Et c'est dommage! J'ai lu "Lechery", une des nouvelles tirées de "Black tickets", et je reste sous le choc.
Bien sûr, je pourrais résumer l'histoire en quelques mots: une gamine de 15 ans qui quitte sa famille d'accueil pour suivre deux junkies.
Mais ce résumé est bien trop explicite, alors que la narration de "Lechery" joue sur les sous-entendus et laisse le lecteur imaginer ce qui est caché.
Et j'aime beaucoup la première phrase: "Though I have no money, I must give myself what I need"
La traduction française de "Black tickets" est aujourd'hui épuisée, mais vous pouvez le trouver en occasion ou bien le lire en anglais!
Quant à moi, je vais essayer de trouver un des romans de J.A. Phillips: "Shelter" a l'air très bien...
Et dans le même courant littéraire (ce que les Américains appellent le "dirty realism"), vous avez aussi l'excellent Charles Bukowski ou encore Raymond Carver. Bref, des types qui ont sillonné le pays et ont exercé des dizaines de jobs (au lieu d'être des piliers de soirées littéraires...)


La première phrase laisse penser que c'est un roman nombriliste, à la manière françase. Du Christine Angot adolescent ?
( I … I … myself … I ) Quatre fois dans une phrase simplette, c'est beaucoup.
Rédigé par : Fulmi | 14 octobre 2007 à 12:18
Wrath: qu'es- ce que tu attends pour sillonner le pays et exercer des dizaines de jobs au lieu de suivre tes cours de Creative Writing? Crois- tu que Bukowski, puisque tu le cites, aurait apprécié ce genre de cours?
Ceci dit, je ne vois pas pourquoi un aventurier aurait plus de choses à dire qu'un amateur de salons littéraires.
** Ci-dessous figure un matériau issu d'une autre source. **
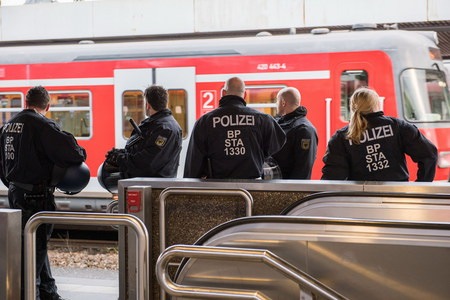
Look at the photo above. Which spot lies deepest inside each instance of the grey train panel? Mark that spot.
(360, 259)
(380, 206)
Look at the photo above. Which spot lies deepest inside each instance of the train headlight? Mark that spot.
(444, 159)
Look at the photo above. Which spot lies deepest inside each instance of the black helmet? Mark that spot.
(73, 179)
(271, 169)
(108, 177)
Ca n'a aucun rapport, tout cela est une question de regard, d'acuité , de sensibilité, est- ce que Proust a eu besoin de silloner la planète pour écrire la Recherche? Personnellement, les récits d'aventuriers m'ennuient profondémment, autant que les photos de vacances de ma voisine...
Rédigé par : carole | 14 octobre 2007 à 13:59
>>e que Proust a eu besoin de silloner la planète pour écrire la Recherche?<
Non, mais il a silloné les salons de la haute, de long en large et en travers !
Il est sorti de chez lui autant qu'il pouvait ; et il avait le temps, il ne travaillait pas.
Rédigé par : Fulmi | 14 octobre 2007 à 18:42
Raymond Carver, du "dirty realism"? C'est vraiment du grand n'importe quoi. Au lieu de catégoriser les écrivains ou de les résumer en trois mots pompés sur la presse, essaie plutôt de les lire.
Un roman qui a "l'air" très bien. Comment tu fais, sans l'avoir lu? C'est un peu ton grand problème, ça d'ailleurs : juger avant de comprendre. Commence déjà par écrire une nouvelle décente, tu jugeras après.